Main Stage
✦ SHADES ✦

How does a movie's genre impact its box office revenue?

The movie Shades aims to provide an understanding of whether certain genres are associated with higher revenues and how the relationship between genre and revenue evolves over time. By examining trends, correlations, and revenue distributions, we uncover key insights into the dynamics of movie genres and their box office success.


Setting the Scene

Let's explore the relevant aspects of our dataset. In this analysis, we will focus on attributes like the list of genres and the release year of the movies. There are 316 unique genres in the dataset. The top 20 most common genres are shown in the plot below and include Drama, Comedy, Adventure, Romance Film, Action, Thriller, and others. Interestingly, 97.24% of movies (9243 out of 9505) have at least one genre from the top 20 most common ones.

As you might have already guessed, the movies in our dataset are often categorized under multiple genres. However, what is the percentage of movies that have more than one genre? How does the distribution of the number of genres per movie look like? Let's take a closer look.

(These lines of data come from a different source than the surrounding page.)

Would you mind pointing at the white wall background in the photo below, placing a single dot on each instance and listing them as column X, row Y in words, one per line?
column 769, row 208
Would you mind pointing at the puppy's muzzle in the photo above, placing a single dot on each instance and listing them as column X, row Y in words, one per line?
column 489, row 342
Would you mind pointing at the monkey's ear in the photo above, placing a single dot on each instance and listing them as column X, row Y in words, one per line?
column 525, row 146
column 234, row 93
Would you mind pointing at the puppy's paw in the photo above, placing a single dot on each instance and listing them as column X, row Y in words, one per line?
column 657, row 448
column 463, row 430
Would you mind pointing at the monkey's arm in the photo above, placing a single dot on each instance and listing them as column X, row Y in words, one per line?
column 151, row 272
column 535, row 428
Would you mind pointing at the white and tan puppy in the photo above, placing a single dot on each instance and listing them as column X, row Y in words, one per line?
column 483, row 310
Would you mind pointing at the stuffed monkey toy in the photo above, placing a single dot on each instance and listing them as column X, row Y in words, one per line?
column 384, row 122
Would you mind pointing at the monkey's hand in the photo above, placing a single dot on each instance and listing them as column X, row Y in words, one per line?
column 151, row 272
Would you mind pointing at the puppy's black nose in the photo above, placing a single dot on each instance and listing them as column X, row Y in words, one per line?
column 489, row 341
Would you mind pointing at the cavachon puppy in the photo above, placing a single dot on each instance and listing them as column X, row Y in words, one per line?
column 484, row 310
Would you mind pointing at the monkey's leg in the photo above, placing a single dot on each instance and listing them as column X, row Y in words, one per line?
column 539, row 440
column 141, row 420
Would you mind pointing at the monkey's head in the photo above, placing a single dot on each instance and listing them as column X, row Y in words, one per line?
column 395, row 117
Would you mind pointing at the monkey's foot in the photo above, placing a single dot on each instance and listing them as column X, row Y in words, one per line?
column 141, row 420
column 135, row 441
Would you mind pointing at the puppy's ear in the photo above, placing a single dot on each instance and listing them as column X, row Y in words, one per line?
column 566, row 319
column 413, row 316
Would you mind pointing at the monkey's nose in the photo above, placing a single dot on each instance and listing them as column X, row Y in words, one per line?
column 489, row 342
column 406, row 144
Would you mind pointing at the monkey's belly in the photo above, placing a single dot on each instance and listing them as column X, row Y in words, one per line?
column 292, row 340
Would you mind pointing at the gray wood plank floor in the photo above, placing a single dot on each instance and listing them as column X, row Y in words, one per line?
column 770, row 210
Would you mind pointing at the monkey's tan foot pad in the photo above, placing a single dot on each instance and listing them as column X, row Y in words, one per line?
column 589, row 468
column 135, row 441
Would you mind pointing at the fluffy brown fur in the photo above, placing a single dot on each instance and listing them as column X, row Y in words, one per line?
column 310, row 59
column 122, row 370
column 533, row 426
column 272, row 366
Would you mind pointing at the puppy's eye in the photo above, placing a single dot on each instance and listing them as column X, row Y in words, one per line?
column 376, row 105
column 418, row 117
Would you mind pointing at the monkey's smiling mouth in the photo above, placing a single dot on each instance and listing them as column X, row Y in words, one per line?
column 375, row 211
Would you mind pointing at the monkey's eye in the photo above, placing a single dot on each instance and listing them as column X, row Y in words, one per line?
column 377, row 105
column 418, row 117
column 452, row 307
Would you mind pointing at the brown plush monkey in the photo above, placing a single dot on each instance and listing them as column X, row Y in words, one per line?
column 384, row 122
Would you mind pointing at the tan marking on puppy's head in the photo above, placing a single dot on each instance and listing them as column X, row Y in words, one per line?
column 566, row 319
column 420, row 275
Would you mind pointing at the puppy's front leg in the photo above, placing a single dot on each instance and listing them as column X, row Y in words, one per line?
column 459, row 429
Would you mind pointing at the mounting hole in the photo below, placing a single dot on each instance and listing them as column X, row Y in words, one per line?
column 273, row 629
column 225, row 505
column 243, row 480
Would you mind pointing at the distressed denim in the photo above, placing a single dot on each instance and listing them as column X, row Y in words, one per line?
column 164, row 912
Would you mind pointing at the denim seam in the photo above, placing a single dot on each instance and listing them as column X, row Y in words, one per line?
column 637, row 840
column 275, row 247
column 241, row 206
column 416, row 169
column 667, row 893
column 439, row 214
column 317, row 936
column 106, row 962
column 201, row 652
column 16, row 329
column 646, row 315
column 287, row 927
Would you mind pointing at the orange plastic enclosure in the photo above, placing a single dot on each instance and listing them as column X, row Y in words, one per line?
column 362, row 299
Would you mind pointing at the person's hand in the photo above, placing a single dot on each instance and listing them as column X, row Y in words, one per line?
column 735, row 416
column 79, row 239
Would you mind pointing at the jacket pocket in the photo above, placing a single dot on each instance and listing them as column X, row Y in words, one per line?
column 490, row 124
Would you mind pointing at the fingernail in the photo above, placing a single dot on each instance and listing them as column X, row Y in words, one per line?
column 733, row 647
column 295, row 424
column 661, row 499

The chart above shows that multi-genre movies are very common in our dataset. In fact, 94.19% of the movies have more than one genre. The majority of movies are assigned between 3 and 6 genres, with the highest counts observed for movies with 4 and 5 genres. We notice a steady decrease in the number of movies with more than 6 genres, indicating that it is uncommon for a movie to be categorized into a very high number of genres, for example 10 or more.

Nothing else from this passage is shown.